Katalin Karikó: I know that I did most of the time, basic research, I did in Hungary. We did a small RNA molecule, which we assumed that it has antiviral activity, and there were no antiviral compounds. I’m talking about the 1970s. And of course, even today, we know that it was not many antiviral compounds. Every time I was doing something, I always thought, ‘Oh, that would be good.’ I could imagine that it would be as an antiviral compound. I was doing the RNA work, and we could manage to deliver RNA into the cell. The desired protein was made, and then we were thinking that where we could have used this. We imagined that bone marrow transplantation, and we could deliver an RNA coding for the protein, which would make the lifespan of those cells much longer by delivering telomerase mRNA, which codes for the protein. So, every time when we could do something, we were thinking about what use, what we can use this. And when we could deliver in the animal, then we could say, ‘Mm, maybe, maybe it will work in humans.’ Or maybe for animals, for companion animal treatment, or farm animals, it would be beneficial for different diseases as a treatment.

2012: Dr. Norbert Pardi and Dr. Katalin Karikó at the Penn Institute for RNA Innovation at Perelman School of Medicine.

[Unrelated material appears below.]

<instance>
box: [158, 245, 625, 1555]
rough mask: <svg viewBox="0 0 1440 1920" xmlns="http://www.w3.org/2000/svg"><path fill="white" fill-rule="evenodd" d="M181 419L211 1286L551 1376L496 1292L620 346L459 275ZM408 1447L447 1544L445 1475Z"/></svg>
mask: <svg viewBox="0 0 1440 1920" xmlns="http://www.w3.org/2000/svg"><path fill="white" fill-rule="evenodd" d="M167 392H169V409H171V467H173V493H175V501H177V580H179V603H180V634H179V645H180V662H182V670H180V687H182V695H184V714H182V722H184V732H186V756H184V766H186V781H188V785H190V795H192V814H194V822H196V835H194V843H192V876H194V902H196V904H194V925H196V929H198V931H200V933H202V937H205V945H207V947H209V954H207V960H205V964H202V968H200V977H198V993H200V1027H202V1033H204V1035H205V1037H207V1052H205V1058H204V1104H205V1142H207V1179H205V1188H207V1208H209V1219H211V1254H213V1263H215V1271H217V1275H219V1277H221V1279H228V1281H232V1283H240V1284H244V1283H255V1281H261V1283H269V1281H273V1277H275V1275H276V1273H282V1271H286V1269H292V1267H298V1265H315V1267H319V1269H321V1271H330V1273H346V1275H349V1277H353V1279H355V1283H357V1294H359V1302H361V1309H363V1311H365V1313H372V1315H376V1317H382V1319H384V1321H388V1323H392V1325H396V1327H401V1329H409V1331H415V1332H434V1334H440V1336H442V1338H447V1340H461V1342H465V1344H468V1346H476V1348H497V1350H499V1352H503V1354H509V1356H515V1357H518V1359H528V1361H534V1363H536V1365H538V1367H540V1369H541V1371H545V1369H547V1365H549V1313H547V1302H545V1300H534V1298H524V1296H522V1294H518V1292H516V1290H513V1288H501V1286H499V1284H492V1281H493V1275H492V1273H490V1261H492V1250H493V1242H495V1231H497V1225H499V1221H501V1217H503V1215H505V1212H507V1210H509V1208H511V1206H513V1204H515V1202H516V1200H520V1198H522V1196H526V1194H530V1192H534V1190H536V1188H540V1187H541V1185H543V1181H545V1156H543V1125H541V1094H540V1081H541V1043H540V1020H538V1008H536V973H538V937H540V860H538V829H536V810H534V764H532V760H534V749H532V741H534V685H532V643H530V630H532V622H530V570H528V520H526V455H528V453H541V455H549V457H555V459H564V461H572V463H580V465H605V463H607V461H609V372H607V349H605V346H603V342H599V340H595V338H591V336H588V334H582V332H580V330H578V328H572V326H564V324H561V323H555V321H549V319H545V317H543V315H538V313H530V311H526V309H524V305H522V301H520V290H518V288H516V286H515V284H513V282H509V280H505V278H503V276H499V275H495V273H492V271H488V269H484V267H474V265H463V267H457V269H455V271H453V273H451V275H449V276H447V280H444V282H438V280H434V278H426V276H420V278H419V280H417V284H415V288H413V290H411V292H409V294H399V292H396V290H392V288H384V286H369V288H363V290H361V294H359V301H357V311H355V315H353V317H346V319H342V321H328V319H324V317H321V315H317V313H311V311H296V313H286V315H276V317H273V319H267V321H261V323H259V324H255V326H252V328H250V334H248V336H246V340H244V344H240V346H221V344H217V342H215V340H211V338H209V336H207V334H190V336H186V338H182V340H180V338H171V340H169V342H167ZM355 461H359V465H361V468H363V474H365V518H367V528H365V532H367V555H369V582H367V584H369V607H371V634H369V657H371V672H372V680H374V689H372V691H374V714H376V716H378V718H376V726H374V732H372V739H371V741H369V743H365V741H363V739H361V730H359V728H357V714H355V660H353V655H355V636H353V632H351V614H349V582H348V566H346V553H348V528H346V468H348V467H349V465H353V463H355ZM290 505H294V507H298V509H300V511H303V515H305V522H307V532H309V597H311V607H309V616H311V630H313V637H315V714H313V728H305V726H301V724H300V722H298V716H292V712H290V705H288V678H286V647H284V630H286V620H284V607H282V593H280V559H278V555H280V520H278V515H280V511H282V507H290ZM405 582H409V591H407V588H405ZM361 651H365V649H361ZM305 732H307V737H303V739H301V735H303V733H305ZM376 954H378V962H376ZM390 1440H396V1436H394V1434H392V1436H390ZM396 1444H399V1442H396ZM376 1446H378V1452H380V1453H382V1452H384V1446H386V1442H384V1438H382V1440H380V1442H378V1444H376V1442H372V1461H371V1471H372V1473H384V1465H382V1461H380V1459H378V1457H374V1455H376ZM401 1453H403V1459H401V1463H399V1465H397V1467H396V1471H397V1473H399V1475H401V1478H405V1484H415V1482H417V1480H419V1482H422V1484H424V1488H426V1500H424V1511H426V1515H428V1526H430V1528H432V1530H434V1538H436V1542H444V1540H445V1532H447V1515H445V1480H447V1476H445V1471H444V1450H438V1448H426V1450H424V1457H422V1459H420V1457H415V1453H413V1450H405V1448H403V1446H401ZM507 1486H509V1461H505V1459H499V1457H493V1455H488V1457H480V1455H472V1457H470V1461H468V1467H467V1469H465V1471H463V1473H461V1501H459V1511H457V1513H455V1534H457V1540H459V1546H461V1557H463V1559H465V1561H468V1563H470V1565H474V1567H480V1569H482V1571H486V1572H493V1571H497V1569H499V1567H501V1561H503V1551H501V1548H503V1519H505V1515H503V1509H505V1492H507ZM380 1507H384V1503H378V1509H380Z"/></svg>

Remarkably, Karikó’s father worked with Pardi’s grandfather in a butcher shop in Kisújszállás.

Because who is working in those field, they are the best they can imagine that what it could be used. When I’m talking about human treatment, I work with colleagues who are physicians. They see patients, operated. Like in neurosurgery, I spent 17 years, and a colleague could say how they could reach this area of blood vessels. Then we were thinking what RNA should be beneficial to deliver there to have a stroke patient, for example. So always, working together with colleagues and figuring out what is their limit and what they can do, and what I can do. Together, maybe we can solve and treat different kinds of diseases.